Data Architecture Considerations

Not applicable to this BoosterPack.

Security Considerations

Not applicable to this BoosterPack.

Networking Considerations

Not applicable to this BoosterPack.

Scaling Considerations

One of the strengths of Deep Learning is that great improvements in model performance can be achieved with larger amounts of training data. Besides needing to tune model hyper-parameters, the reference solution will scale to such data-sets. Of course, this performance increase comes at a cost. In this case, the cost is not only that of gathering more data, but demand for computing power and time.

To manage computational demands, you might consider using multiple GPUs. The reference solution makes use of a single GPU, but Keras and TensorFlow can harness multiple. As your data-set size increases, or your neural network grows in number of nodes, multiple GPUs will help mitigate training time because of their efficiency with matrix multiplication.
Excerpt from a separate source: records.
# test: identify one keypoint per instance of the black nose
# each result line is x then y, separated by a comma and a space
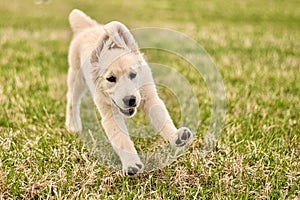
130, 101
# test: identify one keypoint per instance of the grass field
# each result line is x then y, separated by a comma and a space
256, 48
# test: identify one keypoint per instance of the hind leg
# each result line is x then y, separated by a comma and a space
76, 89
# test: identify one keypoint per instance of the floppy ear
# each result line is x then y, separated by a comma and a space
95, 56
120, 35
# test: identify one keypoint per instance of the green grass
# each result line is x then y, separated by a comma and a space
254, 44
Availability Considerations

Not applicable to this BoosterPack.

User Interface Considerations

Not applicable to this BoosterPack.

API Considerations

Not applicable to this BoosterPack.

Cost Considerations

A major financial cost of training artificial neural networks is obtaining sufficient computing power. As your data-set and/or network grows, training becomes much more computationally expensive. You must consider whether to do your computation in the cloud or on-premises.
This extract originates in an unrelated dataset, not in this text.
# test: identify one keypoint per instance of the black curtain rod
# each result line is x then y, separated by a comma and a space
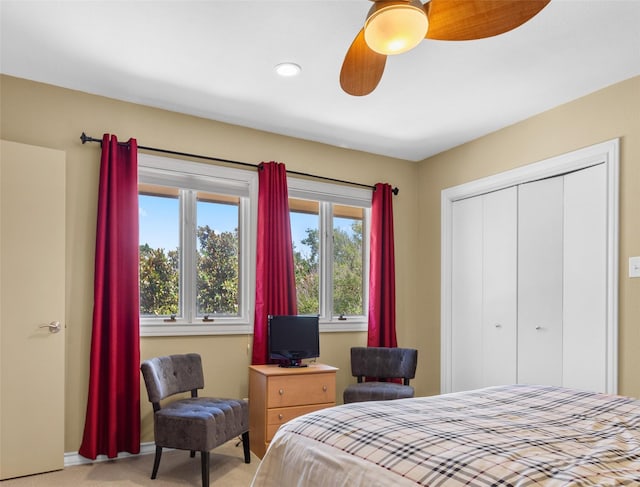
86, 138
Another consideration is the cost of getting the data needed to train your ANN. Nowadays, the power of machine learning models comes primarily from the data with which they are trained, not the details of the implementation. In many cases the cost of obtaining this data may be the bottleneck in developing intelligent models.

License Considerations

All code written by BluWave-ai is available under the MIT license.

The data for Model A is obtained from ISO New England, and available according to the terms posted on their website, https://www.iso-ne.com. The data for Model B is obtained from the Government of Canada.

SOURCE CODE

Source code for the Sample Solution can be found in the BluWave-ai Github repository.

GLOSSARY

The following terminology, as defined below, may be used throughout this document and the BoosterPack.

Term Description
ANN Artificial Neural Network.
Back-propagation Technique used to adjust the weights within a neural network.
DAIR Digital Accelerator for Innovation and Research. Where used in this document without a version qualifier DAIR should be understood to mean DAIR BoosterPack Pilot environment (a hybrid cloud comprised of public and private cloud vs. the legacy DAIR private cloud service). A hybrid cloud environment.
Deep Learning Machine learning with artificial neural networks.
GPU Graphics Processing Unit.
Hyper-parameter A parameter set prior to model training, as opposed to those derived during training.
Load Electrical component that consumes power.
LSTM Long Short-Term Memory (Network).
Machine Learning Framework of building models without explicit programming.
MLP Multi-Layer Perceptron.
Perceptron A single-layer artificial neural network.
Regression Model Model that outputs a real-number value.
RNN Recurrent Neural Network.
Supervised Learning Machine learning with labelled training data.
Target The quantity that you are interested in predicting.
Time-Series A sequence of data taken at successive equal time-intervals.